Стивен Кинг - Долорес Клэйборн
И вес — это еще не все. Она постепенно слепла. Иногда она видела довольно хорошо, особенно правым глазом, но чаще говорила, что видит все через какую-то серую пелену. Я думаю, вы понимаете, как это бесило ее — она ведь привыкла к тому, что видит все вокруг. Несколько раз она даже плакала из-за этого, а заставить ее плакать было нелегко, уж поверьте, даже когда болезнь совсем допекла ее.
Что, Фрэнк?
Выжила из ума?
Да нет, не думаю. А если и так, то она выжила из ума по-другому, чем это обычно бывает у стариков. И я говорю это не для того, чтобы в суде не могли оспорить завещание, мне на это наплевать, я хочу только выпутаться из этой дряни, в которую она меня засунула. Но я скажу вам, что там, наверху, у нее не было совсем уж пусто, даже в конце.

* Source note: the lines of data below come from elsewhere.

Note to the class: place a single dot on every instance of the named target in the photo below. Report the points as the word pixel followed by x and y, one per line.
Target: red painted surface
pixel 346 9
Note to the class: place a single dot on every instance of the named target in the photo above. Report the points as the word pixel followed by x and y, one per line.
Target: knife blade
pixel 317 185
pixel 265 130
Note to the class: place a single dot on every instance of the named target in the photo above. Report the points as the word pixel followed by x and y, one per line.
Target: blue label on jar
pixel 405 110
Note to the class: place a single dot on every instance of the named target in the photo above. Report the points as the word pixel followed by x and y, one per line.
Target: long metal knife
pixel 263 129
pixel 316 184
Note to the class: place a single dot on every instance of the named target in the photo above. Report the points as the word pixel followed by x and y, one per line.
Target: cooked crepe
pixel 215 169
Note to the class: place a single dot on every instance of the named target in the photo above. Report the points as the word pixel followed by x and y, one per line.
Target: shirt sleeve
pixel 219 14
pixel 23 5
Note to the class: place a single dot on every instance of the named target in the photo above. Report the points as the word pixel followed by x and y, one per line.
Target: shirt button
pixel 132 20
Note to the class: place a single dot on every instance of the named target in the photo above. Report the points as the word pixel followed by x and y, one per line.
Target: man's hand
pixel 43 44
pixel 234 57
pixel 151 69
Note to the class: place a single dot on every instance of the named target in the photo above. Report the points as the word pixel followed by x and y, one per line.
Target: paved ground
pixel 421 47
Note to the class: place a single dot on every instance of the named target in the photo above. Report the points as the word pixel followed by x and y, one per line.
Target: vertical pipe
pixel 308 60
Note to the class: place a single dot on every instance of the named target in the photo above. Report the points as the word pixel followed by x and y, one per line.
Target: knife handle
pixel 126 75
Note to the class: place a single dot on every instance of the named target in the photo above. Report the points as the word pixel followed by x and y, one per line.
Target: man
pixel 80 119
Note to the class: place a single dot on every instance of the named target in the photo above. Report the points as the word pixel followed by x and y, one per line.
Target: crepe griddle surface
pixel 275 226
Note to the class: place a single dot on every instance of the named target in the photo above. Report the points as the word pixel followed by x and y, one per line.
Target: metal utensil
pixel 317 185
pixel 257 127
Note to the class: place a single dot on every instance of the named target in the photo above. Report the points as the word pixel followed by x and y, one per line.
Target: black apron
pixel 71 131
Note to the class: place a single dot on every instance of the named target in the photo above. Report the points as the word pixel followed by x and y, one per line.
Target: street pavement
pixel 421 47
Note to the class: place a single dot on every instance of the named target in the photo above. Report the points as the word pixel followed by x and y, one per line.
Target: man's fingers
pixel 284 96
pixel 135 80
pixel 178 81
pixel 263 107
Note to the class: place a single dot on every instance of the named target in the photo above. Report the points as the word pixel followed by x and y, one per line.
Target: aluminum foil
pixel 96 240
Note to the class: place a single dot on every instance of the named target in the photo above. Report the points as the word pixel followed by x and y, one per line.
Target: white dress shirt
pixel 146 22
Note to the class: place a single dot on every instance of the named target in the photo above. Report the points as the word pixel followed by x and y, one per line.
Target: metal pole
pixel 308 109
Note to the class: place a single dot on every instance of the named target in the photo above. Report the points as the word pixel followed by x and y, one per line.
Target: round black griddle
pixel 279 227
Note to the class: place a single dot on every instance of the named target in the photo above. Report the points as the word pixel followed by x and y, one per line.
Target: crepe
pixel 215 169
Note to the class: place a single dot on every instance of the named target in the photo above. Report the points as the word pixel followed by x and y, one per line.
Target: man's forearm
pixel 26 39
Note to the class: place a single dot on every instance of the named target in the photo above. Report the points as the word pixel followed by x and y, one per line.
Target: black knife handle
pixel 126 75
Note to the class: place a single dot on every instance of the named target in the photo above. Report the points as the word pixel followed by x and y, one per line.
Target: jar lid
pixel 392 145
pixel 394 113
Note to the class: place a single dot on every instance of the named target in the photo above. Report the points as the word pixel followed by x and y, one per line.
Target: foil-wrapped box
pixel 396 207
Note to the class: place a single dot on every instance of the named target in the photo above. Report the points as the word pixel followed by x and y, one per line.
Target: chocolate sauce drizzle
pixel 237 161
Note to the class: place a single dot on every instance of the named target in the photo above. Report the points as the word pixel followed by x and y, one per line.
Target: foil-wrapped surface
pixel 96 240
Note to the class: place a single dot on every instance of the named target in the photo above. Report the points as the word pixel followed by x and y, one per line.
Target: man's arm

Я думаю так прежде всего потому, что иногда она становилась прежней. Обычно это случалось в те дни, когда она лучше видела. Тогда, вместо того, чтобы валяться в постели, как мешок с зерном, она с моей помощью садилась или перебиралась в кресло, пока я меняла ей постель. Я подвозила ее к окну, откуда были видны задний двор и гавань за ним. Однажды она сказала мне, что точно сойдет с ума, если весь день будет лежать в кровати и видеть только потолок и стены, и я ей поверила.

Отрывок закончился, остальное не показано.